Class ReadChangeStreamPartitionDoFn

  • All Implemented Interfaces:
    java.io.Serializable, org.apache.beam.sdk.transforms.display.HasDisplayData

    @UnboundedPerElement
    public class ReadChangeStreamPartitionDoFn
    extends org.apache.beam.sdk.transforms.DoFn<PartitionMetadata,​DataChangeRecord>
    implements java.io.Serializable
    A SDF (Splittable DoFn) class which is responsible for performing a change stream query for a given partition. A different action will be taken depending on the type of record received from the query.
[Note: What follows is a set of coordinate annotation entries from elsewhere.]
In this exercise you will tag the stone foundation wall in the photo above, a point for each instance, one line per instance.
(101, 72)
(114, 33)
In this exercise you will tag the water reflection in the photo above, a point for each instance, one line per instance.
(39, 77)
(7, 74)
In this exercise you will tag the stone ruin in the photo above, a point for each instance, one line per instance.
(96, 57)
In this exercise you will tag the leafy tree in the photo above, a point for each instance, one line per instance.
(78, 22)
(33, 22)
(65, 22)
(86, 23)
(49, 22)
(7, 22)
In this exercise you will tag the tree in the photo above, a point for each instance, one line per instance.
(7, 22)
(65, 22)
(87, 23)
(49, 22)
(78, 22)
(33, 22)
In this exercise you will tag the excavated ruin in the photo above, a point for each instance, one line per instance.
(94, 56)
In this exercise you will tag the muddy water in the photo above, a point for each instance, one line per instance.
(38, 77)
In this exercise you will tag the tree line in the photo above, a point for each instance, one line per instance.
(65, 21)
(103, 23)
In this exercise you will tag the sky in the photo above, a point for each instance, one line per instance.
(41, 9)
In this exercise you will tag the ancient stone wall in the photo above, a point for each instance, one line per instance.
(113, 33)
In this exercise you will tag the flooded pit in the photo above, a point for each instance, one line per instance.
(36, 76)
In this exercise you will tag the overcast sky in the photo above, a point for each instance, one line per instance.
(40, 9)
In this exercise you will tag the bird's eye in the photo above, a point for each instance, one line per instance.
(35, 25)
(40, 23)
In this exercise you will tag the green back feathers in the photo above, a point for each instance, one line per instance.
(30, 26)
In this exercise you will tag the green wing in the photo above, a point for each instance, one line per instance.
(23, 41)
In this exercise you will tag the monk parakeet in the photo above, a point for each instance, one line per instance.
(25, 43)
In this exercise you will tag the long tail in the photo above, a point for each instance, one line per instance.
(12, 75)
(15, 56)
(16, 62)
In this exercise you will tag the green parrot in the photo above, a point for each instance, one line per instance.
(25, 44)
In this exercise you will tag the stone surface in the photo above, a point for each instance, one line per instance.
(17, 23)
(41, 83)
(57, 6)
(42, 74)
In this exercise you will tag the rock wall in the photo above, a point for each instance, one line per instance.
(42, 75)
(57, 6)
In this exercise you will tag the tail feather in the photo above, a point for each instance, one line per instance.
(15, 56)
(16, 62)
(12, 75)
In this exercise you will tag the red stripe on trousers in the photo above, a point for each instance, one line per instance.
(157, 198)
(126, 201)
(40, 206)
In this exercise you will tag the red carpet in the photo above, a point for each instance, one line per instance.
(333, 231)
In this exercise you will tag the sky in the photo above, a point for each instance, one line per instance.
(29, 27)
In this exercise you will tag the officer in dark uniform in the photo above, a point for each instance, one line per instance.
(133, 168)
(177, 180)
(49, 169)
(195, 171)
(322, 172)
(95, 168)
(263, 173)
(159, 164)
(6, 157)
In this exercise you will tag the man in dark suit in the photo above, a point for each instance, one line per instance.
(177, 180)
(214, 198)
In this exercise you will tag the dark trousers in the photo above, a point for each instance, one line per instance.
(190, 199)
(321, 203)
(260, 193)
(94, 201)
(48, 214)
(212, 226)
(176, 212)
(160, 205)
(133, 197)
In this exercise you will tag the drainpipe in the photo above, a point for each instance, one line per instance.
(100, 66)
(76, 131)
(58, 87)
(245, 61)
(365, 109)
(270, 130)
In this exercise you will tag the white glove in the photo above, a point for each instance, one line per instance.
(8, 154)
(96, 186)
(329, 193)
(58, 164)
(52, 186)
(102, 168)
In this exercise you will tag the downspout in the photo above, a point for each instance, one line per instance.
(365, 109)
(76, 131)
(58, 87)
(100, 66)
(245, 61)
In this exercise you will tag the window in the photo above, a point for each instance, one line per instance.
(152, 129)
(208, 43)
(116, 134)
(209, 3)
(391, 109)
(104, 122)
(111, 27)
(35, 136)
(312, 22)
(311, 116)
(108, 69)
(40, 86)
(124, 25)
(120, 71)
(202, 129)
This component will also reflect the partition state in the partition metadata tables.

    The processing of a partition is delegated to the QueryChangeStreamAction.

    See Also:
    Serialized Form
    • Nested Class Summary

      • Nested classes/interfaces inherited from class org.apache.beam.sdk.transforms.DoFn

        org.apache.beam.sdk.transforms.DoFn.AlwaysFetched, org.apache.beam.sdk.transforms.DoFn.BoundedPerElement, org.apache.beam.sdk.transforms.DoFn.BundleFinalizer, org.apache.beam.sdk.transforms.DoFn.Element, org.apache.beam.sdk.transforms.DoFn.FieldAccess, org.apache.beam.sdk.transforms.DoFn.FinishBundle, org.apache.beam.sdk.transforms.DoFn.FinishBundleContext, org.apache.beam.sdk.transforms.DoFn.GetInitialRestriction, org.apache.beam.sdk.transforms.DoFn.GetInitialWatermarkEstimatorState, org.apache.beam.sdk.transforms.DoFn.GetRestrictionCoder, org.apache.beam.sdk.transforms.DoFn.GetSize, org.apache.beam.sdk.transforms.DoFn.GetWatermarkEstimatorStateCoder, org.apache.beam.sdk.transforms.DoFn.Key, org.apache.beam.sdk.transforms.DoFn.MultiOutputReceiver, org.apache.beam.sdk.transforms.DoFn.NewTracker, org.apache.beam.sdk.transforms.DoFn.NewWatermarkEstimator, org.apache.beam.sdk.transforms.DoFn.OnTimer, org.apache.beam.sdk.transforms.DoFn.OnTimerContext, org.apache.beam.sdk.transforms.DoFn.OnTimerFamily, org.apache.beam.sdk.transforms.DoFn.OnWindowExpiration, org.apache.beam.sdk.transforms.DoFn.OnWindowExpirationContext, org.apache.beam.sdk.transforms.DoFn.OutputReceiver<T extends java.lang.Object>, org.apache.beam.sdk.transforms.DoFn.ProcessContext, org.apache.beam.sdk.transforms.DoFn.ProcessContinuation, org.apache.beam.sdk.transforms.DoFn.ProcessElement, org.apache.beam.sdk.transforms.DoFn.RequiresStableInput, org.apache.beam.sdk.transforms.DoFn.RequiresTimeSortedInput, org.apache.beam.sdk.transforms.DoFn.Restriction, org.apache.beam.sdk.transforms.DoFn.Setup, org.apache.beam.sdk.transforms.DoFn.SideInput, org.apache.beam.sdk.transforms.DoFn.SplitRestriction, org.apache.beam.sdk.transforms.DoFn.StartBundle, org.apache.beam.sdk.transforms.DoFn.StartBundleContext, org.apache.beam.sdk.transforms.DoFn.StateId, org.apache.beam.sdk.transforms.DoFn.Teardown, org.apache.beam.sdk.transforms.DoFn.TimerFamily, org.apache.beam.sdk.transforms.DoFn.TimerId, org.apache.beam.sdk.transforms.DoFn.Timestamp, org.apache.beam.sdk.transforms.DoFn.TruncateRestriction, org.apache.beam.sdk.transforms.DoFn.UnboundedPerElement, org.apache.beam.sdk.transforms.DoFn.WatermarkEstimatorState, org.apache.beam.sdk.transforms.DoFn.WindowedContext
    • Method Detail

      • getInitialWatermarkEstimatorState

        @GetInitialWatermarkEstimatorState
        public org.joda.time.Instant getInitialWatermarkEstimatorState​(@Element
                                                                       PartitionMetadata partition)
      • newWatermarkEstimator

        @NewWatermarkEstimator
        public org.apache.beam.sdk.transforms.splittabledofn.ManualWatermarkEstimator<org.joda.time.Instant> newWatermarkEstimator​(@WatermarkEstimatorState
                                                                                                                                   org.joda.time.Instant watermarkEstimatorState)
      • initialRestriction

        @GetInitialRestriction
        public TimestampRange initialRestriction​(@Element
                                                 PartitionMetadata partition)
        The restriction for a partition will be defined from the start and end timestamp to query the partition for. The TimestampRange restriction represents a closed-open interval, while the start / end timestamps represent a closed-closed interval, so we add 1 nanosecond to the end timestamp to convert it to closed-open.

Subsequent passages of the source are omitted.